Cecilia Dwi Hapsari, Artis Penyanyi
FINALIS 8 besar Indonesia Idol 2006, Cecilia Dwi Hapsari, yang akrab disapa Sisi, 27 tahun, penuh bahagia. Peluncurkan album rohani solo perdananya akhirnya digelar dalam nuansa semi konser bertema “Pulihkan Hatiku”, diusung oleh lebel Blessing Music.
“Tuhan bagaikan pemulung yang memungut sampah seperti saya agar menjadi berharga,” aku Sisimemaknai proses hidup diangkat Tuhan menjadi lebih berarti. Malam impian dan istimewa itu dirasakan Sisi melalui kehadiran album perdananya.
Krisis untuk Tangguh
Di balik keceriaan dan banyolannya di atas panggung, ternyata Sisi punya kisah hidup penuh kesulitan dan perjuangan. Kesempatan mengikuti Asia BagusSingapore pada bulan November 1998, membuat Duta anti narkoba BNN ini sempat sombong. Inilah awal banyak peristiwa tak terduga terjadi. Keluarga Sisi mengalami krisis secara ekonomi, dan Sisi harus berjuang menolong keluarga dan tetap bersekolah.
Putri Yoseph Soemardjono dan Maria Amanda Pramintawati ini bekerja sebagai penyanyi di kafe-kafe malam. Pulang jam 3 subuh, dan melanjutkan ke sekolah di pagi harinya. Tak heran jika Sisi harus tertidur di angkot dan sering kebablasan melewati tempat tujuan.
Pengalaman buruk yang membekas dirasakan Sisi saat bekerja adalah perlakuan tidak senonoh dari para pengunjung kaum laki-laki. “Saya dianggap perempuan murahan. Diremehin, dilecehin,” kenang Sisi sedih. Peristiwa ini sering membuat Sisi merasa tidak berarti dan benci terhadap laki-laki. “Saya seperti sampah yang terbuang, tidak berguna,” rintih Sisi mengenang masa lalu yang pahit itu.
Sang ibu menjadi tempat curahan hati dan air mata Sisi. “Saya bangga punya papa dan mama yang luar biasa. Yang selalu percaya pada saya, dan menolong saya tidak jatuh dalam pergaulan buruk di tempat kerja saya,” urai Sisi bangga. Penyuka nyanyi sejak SMP ini harus tetap bekerja demi keluarga dan impiannya.

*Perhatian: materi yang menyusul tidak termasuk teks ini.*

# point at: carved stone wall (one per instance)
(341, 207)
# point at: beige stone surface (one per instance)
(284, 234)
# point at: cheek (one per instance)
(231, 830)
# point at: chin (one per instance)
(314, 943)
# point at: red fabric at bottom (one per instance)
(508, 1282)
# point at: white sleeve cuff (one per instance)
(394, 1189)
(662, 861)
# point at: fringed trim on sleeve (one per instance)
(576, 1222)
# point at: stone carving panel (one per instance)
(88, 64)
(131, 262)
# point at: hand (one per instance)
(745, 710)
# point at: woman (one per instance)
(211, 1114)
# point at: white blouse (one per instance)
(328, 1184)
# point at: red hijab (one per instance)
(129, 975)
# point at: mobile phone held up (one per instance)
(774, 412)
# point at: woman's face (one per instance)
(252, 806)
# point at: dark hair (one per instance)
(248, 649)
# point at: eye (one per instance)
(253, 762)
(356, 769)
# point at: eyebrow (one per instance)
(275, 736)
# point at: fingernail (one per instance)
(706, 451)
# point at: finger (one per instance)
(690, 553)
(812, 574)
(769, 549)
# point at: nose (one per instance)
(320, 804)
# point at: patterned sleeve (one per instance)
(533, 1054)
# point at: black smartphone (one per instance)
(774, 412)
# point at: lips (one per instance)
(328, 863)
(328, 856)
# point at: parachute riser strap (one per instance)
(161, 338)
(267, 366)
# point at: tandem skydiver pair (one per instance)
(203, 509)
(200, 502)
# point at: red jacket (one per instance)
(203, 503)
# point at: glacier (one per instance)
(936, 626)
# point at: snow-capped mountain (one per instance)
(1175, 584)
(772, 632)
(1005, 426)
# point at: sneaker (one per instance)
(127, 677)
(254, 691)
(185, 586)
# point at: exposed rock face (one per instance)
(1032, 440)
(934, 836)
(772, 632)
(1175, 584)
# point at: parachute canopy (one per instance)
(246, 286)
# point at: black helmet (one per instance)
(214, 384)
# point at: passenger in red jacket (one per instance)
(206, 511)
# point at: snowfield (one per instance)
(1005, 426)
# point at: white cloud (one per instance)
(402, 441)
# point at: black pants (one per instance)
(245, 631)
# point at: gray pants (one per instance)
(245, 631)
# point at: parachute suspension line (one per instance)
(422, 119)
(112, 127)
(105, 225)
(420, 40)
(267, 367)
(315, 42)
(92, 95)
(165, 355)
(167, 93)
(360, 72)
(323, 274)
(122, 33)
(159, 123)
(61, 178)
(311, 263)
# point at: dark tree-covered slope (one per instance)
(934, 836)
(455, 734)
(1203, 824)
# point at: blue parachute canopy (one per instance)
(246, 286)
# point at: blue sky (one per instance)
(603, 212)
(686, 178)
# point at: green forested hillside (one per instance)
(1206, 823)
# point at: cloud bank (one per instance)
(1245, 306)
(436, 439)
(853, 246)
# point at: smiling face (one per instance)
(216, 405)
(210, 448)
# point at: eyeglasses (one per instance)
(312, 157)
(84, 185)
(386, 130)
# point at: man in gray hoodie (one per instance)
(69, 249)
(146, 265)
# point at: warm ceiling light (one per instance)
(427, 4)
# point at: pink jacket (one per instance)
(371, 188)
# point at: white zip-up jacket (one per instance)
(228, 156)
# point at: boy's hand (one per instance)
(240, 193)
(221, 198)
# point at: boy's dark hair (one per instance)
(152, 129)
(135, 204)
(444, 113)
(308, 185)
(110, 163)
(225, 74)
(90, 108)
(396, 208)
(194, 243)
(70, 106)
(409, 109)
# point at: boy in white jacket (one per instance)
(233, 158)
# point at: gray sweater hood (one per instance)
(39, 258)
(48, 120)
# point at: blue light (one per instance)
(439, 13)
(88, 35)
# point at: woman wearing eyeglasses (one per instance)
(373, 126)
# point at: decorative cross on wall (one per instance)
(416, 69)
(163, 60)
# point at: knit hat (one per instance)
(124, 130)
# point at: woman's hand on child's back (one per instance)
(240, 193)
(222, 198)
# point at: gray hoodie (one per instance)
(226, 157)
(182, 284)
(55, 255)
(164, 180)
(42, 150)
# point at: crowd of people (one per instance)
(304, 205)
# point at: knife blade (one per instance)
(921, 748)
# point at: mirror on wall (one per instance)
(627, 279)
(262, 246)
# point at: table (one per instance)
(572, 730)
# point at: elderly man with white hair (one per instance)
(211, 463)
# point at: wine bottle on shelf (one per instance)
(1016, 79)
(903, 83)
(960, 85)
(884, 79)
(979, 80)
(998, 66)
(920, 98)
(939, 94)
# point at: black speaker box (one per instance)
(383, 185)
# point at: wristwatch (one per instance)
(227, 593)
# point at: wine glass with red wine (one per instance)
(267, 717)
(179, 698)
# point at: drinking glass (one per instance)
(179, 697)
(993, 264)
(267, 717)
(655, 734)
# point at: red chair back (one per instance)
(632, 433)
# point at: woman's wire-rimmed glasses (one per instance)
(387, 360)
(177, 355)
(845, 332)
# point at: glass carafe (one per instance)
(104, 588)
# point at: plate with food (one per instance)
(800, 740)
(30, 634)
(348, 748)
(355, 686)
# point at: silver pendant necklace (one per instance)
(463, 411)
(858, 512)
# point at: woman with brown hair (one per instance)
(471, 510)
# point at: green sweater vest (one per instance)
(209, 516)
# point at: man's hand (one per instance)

Ketangguhan dan keyakinan memacu Sisi beranjak dari kesulitan kepada harapan masa depan. “Tuhan seperti pemulung yang memungut sampah seperti saya, untuk menjadi berarti lagi,” aku Sisi penuh haru dan syukur. Pengalaman bekerja sebagai penyanyi kafe ternyata adalah bekal awal Sisi untuk mampu berprestasi sebagai Finalis 8 besar Indonesia Idol 2006.
Kesempatan melewati proses sulit hingga berprestasi menggerakkan Sisi terus bernyanyi dan memuji Tuhan. Impian inilah yang mendorong Sisi ingin memiliki album solo rohani, sebagai wujud memberi yang terbaik kepada Tuhan.
Hadiah Istimewa
Di tahun ini akhirnya penantian Sisi menjadi kenyataan. Hadirlah album rohani solo Sisi dengan judul “Pulihkan Hatiku”. Album perdana yang melukiskan kehidupan Sisi sesungguhnya dipulihkan Tuhan. Kebahagiaan tak terucap, namun menggema kala konser dibawakan Sisi. Kebahagiaan dan ingatan tentang kesulitannya adalah bekal Sisi untuk meraih mimpi.
“Sampah yang telah diubahkan,” ucap Sisi berbinar, karena Tuhan yang mengerjakan itu dalam hidupnya. Berduet dengan Christian Bautista, penyanyi dunia yang takut akan Tuhan, dengan dukungan penuh Blessing Music memberi kebahagiaan tersendiri untuk Sisi.